On macOS, set OPENSSL_ROOT_DIR if Homebrew OpenSSL is not auto-detected (the build script tries openssl@3 then openssl@1.1).

Reporting issues

Include the full version report in any issue — it captures aiopquic plus the picoquic + picotls submodule SHAs the binding was built from:

python -m aiopquic.versions   # or the console script: aiopquic-versions

Sample output:

aiopquic 0.3.5.dev4+g2ffe8947d.d20260522
         /path/to/aiopquic
picoquic 2b1e14d5a46532eadf691edef5bd747da6de6557
picotls  f350eab60742138ac62b42ee444adf04c7898b0d

If you're running aiomoqt on top, prefer python -m aiomoqt.versions — it chains through to this report and includes the aiomoqt version too.

Usage

Low-level Transport API

from aiopquic._binding._transport import TransportContext

server = TransportContext()
server.start(port=4433, cert_file="cert.pem", key_file="key.pem", alpn="moq-00", is_client=False)

client = TransportContext()
client.start(port=0, alpn="moq-00", is_client=True)
client.create_client_connection("127.0.0.1", 4433, sni="localhost", alpn="moq-00")

Asyncio API

from aiopquic.asyncio.client import connect
from aiopquic.quic.configuration import QuicConfiguration

configuration = QuicConfiguration(alpn_protocols=["myproto"], is_client=True)

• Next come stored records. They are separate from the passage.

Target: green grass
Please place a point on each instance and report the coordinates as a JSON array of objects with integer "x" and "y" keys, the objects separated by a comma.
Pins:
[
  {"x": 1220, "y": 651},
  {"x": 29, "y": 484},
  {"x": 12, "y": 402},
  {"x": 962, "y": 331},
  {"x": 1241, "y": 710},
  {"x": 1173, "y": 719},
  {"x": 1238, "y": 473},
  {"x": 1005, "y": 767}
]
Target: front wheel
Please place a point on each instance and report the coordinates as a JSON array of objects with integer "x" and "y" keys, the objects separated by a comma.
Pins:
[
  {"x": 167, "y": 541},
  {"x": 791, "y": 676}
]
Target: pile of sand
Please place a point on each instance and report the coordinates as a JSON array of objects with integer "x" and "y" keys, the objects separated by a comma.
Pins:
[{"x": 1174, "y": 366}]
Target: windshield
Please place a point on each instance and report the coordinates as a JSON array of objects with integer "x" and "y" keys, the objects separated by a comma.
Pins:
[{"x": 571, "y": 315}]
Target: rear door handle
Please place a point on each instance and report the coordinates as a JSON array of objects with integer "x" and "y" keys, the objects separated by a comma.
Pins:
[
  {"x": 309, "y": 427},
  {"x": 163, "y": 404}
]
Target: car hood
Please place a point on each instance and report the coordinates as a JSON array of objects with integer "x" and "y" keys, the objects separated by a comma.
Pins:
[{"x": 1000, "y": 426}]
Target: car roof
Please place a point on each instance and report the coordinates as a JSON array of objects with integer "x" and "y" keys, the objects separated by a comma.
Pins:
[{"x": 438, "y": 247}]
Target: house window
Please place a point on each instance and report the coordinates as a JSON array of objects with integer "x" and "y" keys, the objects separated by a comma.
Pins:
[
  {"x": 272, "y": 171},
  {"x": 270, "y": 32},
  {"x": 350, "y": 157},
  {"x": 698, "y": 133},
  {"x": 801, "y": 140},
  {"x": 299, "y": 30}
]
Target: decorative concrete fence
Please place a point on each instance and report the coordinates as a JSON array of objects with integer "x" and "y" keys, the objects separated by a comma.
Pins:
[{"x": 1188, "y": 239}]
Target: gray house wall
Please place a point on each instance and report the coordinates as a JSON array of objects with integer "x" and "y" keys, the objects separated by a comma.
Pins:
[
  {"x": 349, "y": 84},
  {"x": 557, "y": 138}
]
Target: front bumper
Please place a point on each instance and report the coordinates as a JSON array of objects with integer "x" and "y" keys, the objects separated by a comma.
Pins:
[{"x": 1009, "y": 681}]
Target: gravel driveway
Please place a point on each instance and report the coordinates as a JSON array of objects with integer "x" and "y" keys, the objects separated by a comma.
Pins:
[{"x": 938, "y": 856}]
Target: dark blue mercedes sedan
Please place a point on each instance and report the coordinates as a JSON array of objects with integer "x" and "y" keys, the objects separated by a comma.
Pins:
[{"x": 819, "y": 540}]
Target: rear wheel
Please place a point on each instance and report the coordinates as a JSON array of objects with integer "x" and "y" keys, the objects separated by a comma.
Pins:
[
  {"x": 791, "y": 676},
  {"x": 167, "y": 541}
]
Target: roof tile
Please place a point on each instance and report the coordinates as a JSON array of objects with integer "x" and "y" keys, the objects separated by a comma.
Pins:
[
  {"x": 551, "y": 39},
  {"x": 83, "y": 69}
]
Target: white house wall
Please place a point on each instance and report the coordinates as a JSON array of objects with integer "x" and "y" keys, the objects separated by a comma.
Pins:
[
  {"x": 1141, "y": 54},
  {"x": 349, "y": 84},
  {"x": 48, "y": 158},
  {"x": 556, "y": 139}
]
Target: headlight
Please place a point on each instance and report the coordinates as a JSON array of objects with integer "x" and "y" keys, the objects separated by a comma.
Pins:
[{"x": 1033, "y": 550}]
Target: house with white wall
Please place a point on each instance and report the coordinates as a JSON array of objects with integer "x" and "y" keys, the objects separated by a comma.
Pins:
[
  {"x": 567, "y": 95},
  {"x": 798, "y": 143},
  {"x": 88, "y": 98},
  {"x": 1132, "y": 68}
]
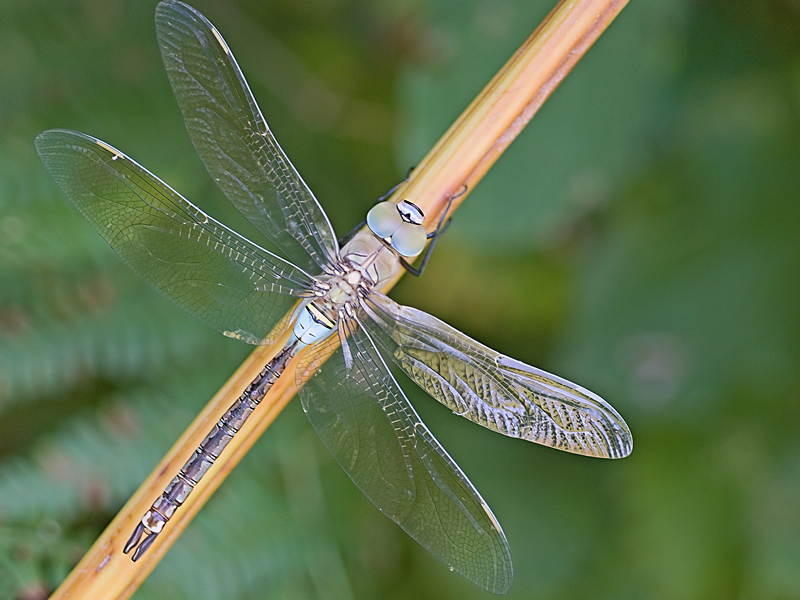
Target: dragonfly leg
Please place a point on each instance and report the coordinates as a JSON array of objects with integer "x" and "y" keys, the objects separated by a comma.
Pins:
[
  {"x": 207, "y": 452},
  {"x": 441, "y": 227}
]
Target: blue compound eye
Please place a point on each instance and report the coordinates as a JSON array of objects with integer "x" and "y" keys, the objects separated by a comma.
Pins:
[
  {"x": 384, "y": 219},
  {"x": 409, "y": 239},
  {"x": 410, "y": 212}
]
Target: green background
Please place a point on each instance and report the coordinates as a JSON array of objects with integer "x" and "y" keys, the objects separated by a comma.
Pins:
[{"x": 641, "y": 237}]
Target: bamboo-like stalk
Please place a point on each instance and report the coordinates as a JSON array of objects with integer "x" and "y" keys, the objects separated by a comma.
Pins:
[{"x": 461, "y": 156}]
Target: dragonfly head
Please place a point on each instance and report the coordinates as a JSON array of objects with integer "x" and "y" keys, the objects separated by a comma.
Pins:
[{"x": 400, "y": 224}]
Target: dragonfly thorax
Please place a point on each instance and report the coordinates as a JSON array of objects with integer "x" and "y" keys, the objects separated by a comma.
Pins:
[{"x": 371, "y": 257}]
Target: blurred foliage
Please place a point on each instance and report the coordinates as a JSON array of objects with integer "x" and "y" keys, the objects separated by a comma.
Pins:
[{"x": 641, "y": 237}]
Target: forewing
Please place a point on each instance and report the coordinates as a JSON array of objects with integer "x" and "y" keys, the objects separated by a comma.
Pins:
[
  {"x": 493, "y": 390},
  {"x": 234, "y": 141},
  {"x": 210, "y": 271},
  {"x": 367, "y": 423}
]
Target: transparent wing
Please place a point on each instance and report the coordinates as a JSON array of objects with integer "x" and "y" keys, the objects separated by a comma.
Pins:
[
  {"x": 210, "y": 271},
  {"x": 367, "y": 423},
  {"x": 234, "y": 141},
  {"x": 500, "y": 393}
]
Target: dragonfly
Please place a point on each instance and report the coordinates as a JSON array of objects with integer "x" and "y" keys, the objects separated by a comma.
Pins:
[{"x": 328, "y": 294}]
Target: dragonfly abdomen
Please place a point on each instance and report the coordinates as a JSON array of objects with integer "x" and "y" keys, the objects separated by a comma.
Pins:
[{"x": 207, "y": 452}]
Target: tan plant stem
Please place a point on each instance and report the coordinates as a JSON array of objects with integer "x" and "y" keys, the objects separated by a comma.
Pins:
[{"x": 461, "y": 156}]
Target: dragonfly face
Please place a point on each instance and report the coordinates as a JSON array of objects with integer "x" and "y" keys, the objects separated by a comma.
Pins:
[{"x": 346, "y": 388}]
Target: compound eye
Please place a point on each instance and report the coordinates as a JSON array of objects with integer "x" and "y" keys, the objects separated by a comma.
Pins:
[
  {"x": 383, "y": 219},
  {"x": 409, "y": 239},
  {"x": 410, "y": 212}
]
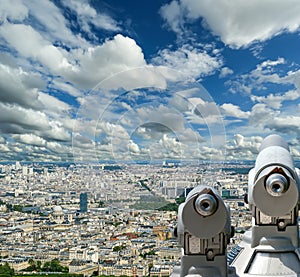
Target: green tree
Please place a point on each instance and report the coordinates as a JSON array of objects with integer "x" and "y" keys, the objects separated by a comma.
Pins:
[{"x": 6, "y": 270}]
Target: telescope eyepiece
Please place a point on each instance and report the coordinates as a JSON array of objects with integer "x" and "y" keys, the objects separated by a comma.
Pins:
[
  {"x": 206, "y": 204},
  {"x": 277, "y": 184}
]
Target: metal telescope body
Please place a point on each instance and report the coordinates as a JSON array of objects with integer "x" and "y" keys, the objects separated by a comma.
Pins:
[{"x": 270, "y": 247}]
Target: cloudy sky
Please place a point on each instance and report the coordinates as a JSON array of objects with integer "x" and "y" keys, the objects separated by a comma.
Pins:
[{"x": 147, "y": 80}]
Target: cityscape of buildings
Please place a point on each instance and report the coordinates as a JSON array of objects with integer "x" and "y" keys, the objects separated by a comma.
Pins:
[{"x": 105, "y": 219}]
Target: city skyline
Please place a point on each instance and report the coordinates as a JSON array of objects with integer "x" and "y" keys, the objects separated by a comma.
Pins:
[{"x": 179, "y": 80}]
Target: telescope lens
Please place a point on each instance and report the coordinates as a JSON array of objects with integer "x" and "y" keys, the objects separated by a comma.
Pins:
[
  {"x": 276, "y": 184},
  {"x": 205, "y": 204}
]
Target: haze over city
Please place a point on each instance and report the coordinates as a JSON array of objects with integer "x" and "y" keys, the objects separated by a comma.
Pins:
[{"x": 147, "y": 80}]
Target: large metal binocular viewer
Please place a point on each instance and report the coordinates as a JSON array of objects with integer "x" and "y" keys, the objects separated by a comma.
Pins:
[
  {"x": 273, "y": 186},
  {"x": 203, "y": 231}
]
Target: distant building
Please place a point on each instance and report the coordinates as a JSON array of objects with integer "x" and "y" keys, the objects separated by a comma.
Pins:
[{"x": 83, "y": 202}]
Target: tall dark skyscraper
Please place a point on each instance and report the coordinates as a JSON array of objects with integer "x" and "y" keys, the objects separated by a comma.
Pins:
[{"x": 83, "y": 202}]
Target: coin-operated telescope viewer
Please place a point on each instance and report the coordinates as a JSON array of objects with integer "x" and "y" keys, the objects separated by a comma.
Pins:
[
  {"x": 271, "y": 247},
  {"x": 203, "y": 231}
]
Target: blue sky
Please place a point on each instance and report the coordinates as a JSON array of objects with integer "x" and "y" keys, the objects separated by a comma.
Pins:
[{"x": 147, "y": 80}]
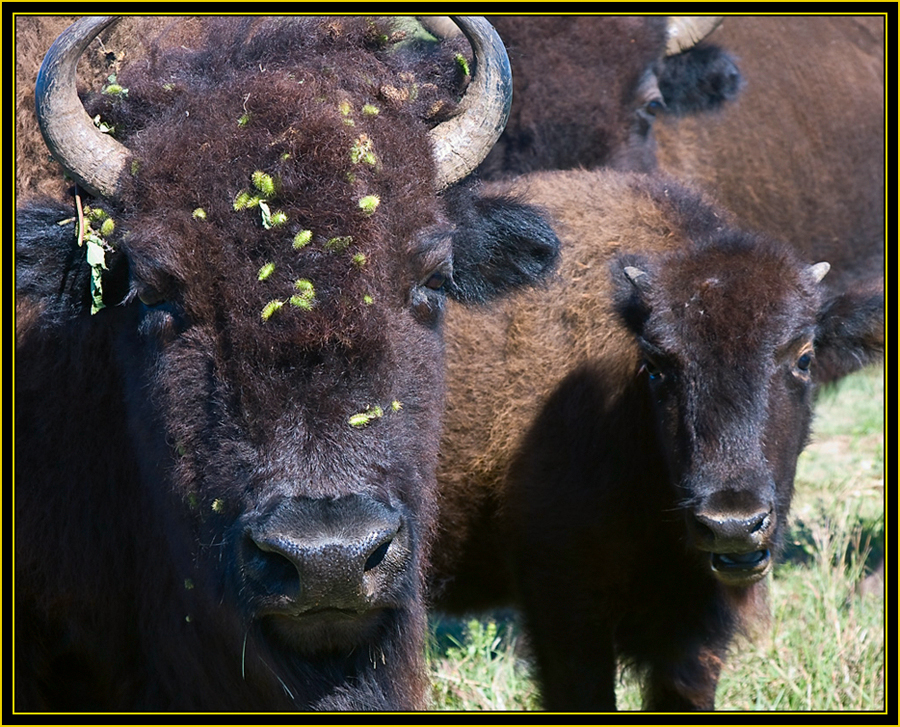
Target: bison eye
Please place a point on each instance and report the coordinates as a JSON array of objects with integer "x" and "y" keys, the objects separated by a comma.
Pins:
[
  {"x": 150, "y": 297},
  {"x": 437, "y": 281}
]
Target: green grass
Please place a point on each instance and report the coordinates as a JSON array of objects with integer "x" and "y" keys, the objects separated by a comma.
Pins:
[{"x": 823, "y": 646}]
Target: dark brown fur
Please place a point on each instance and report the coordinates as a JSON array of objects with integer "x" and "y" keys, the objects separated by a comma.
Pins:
[
  {"x": 590, "y": 423},
  {"x": 157, "y": 438}
]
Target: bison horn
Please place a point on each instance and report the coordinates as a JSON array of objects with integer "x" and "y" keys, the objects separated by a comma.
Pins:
[
  {"x": 685, "y": 31},
  {"x": 819, "y": 270},
  {"x": 461, "y": 143},
  {"x": 94, "y": 159}
]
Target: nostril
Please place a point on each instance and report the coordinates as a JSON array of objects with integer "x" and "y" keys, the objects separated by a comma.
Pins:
[
  {"x": 269, "y": 567},
  {"x": 377, "y": 556},
  {"x": 761, "y": 524}
]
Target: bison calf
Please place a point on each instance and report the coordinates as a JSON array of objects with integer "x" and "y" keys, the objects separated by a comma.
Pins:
[{"x": 620, "y": 447}]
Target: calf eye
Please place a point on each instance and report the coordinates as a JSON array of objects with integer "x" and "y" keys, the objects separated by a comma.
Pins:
[{"x": 654, "y": 106}]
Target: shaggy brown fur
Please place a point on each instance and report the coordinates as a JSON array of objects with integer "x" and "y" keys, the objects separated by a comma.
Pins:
[
  {"x": 595, "y": 425},
  {"x": 801, "y": 154},
  {"x": 586, "y": 89},
  {"x": 160, "y": 441}
]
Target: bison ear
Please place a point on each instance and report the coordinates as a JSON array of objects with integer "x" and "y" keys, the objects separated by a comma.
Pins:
[
  {"x": 632, "y": 281},
  {"x": 499, "y": 245},
  {"x": 850, "y": 332}
]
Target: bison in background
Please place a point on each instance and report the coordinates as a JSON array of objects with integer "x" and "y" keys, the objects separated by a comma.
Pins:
[
  {"x": 620, "y": 446},
  {"x": 586, "y": 89},
  {"x": 228, "y": 399},
  {"x": 779, "y": 118},
  {"x": 800, "y": 155}
]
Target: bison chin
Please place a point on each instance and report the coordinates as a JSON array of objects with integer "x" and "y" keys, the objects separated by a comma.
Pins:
[
  {"x": 328, "y": 631},
  {"x": 741, "y": 569}
]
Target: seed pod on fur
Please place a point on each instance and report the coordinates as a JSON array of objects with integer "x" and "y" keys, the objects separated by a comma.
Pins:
[
  {"x": 264, "y": 183},
  {"x": 302, "y": 239},
  {"x": 271, "y": 307},
  {"x": 338, "y": 244},
  {"x": 369, "y": 204}
]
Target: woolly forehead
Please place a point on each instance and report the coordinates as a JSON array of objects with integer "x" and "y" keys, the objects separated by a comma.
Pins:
[
  {"x": 282, "y": 189},
  {"x": 731, "y": 300}
]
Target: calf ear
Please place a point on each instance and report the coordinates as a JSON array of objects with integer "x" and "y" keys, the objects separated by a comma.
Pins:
[
  {"x": 632, "y": 282},
  {"x": 499, "y": 245},
  {"x": 850, "y": 332}
]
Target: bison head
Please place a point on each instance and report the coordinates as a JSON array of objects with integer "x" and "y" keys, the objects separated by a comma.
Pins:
[
  {"x": 733, "y": 339},
  {"x": 250, "y": 413}
]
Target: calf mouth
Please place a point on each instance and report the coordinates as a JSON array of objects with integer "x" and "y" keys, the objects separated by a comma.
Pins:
[{"x": 741, "y": 569}]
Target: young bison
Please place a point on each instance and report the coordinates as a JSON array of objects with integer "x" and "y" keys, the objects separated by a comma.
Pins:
[
  {"x": 620, "y": 447},
  {"x": 229, "y": 381}
]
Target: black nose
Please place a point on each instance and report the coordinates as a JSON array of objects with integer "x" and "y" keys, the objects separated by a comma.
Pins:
[
  {"x": 306, "y": 555},
  {"x": 733, "y": 532}
]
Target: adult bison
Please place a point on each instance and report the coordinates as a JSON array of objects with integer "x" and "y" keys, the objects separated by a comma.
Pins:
[
  {"x": 587, "y": 88},
  {"x": 228, "y": 399},
  {"x": 796, "y": 152},
  {"x": 620, "y": 446},
  {"x": 801, "y": 154}
]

async with connect("server", 4433, configuration=configuration) as protocol:
    quic = protocol._quic
    stream_id = quic.get_next_available_stream_id()
    quic.send_stream_data(stream_id, payload, end_stream=True)
    protocol.transmit()

payload is opaque bytes; the library doesn't impose framing. Consumers that want HTTP/3 layer on top of aiopquic's picowt-backed h3zero plumbing; consumers that want WebTransport use serve_webtransport / connect_webtransport. Most direct users of the asyncio API ship their own protocol bytes (MoQT, custom binary frames, etc.).

WebTransport

from aiopquic.asyncio.webtransport import (
    serve_webtransport, WebTransportSession,
)
# See src/aiopquic/asyncio/webtransport.py and tests/ for full examples.

Development

uv pip install -e '.[dev]'    # or: pip install -e '.[dev]'
python -m pytest tests/ -v -m "not interop and not native"

# Microbenches (opt-in)
python -m pytest tests/bench

Performance build (opt-in)

Default builds use CMAKE_BUILD_TYPE=Release (-O3 -DNDEBUG), portable across hosts. Two opt-in env vars layer on host-tuned optimizations for local benching — neither is enabled in PyPI wheels:

# Host-tuned: Fusion AES-GCM (x86_64), DISABLE_DEBUG_PRINTF,
# -O3 -march=native -flto. Binary becomes machine-specific.
AIOPQUIC_PERF=1 ./build_picoquic.sh

Per-platform behavior:

Knob Linux x86_64 Linux ARM64 macOS arm64 macOS x86_64
-O3 -DNDEBUG (always on)
DISABLE_DEBUG_PRINTF
Fusion AES-GCM (CPUID-dispatched)
-march=native / -mcpu=native + -flto

Experimental: AIOPQUIC_IO_URING=1 (DORMANT)

io_uring scaffolding is in the tree (third_party/liburing submodule, picoquic patch, setup.py linkage). Enabling it builds picoquic_packet_loop_uring into libpicoquic-core.a and statically links liburing.a into the Cython extension:

AIOPQUIC_IO_URING=1 ./build_picoquic.sh   # auto-fetches + builds liburing-2.7
uv pip install -e '.[dev]'                 # re-cythonize with PICOQUIC_WITH_IO_URING define

This currently has no runtime effect. aiopquic's worker thread uses its own callback/SPSC-ring path and does not invoke picoquic_packet_loop_uring. The scaffolding is preserved so the worker can be migrated to io_uring later without re-discovering the build recipe (liburing submodule pin, picoquic header patch for kernel-uapi conflicts, ABI-critical define propagation through setup.py).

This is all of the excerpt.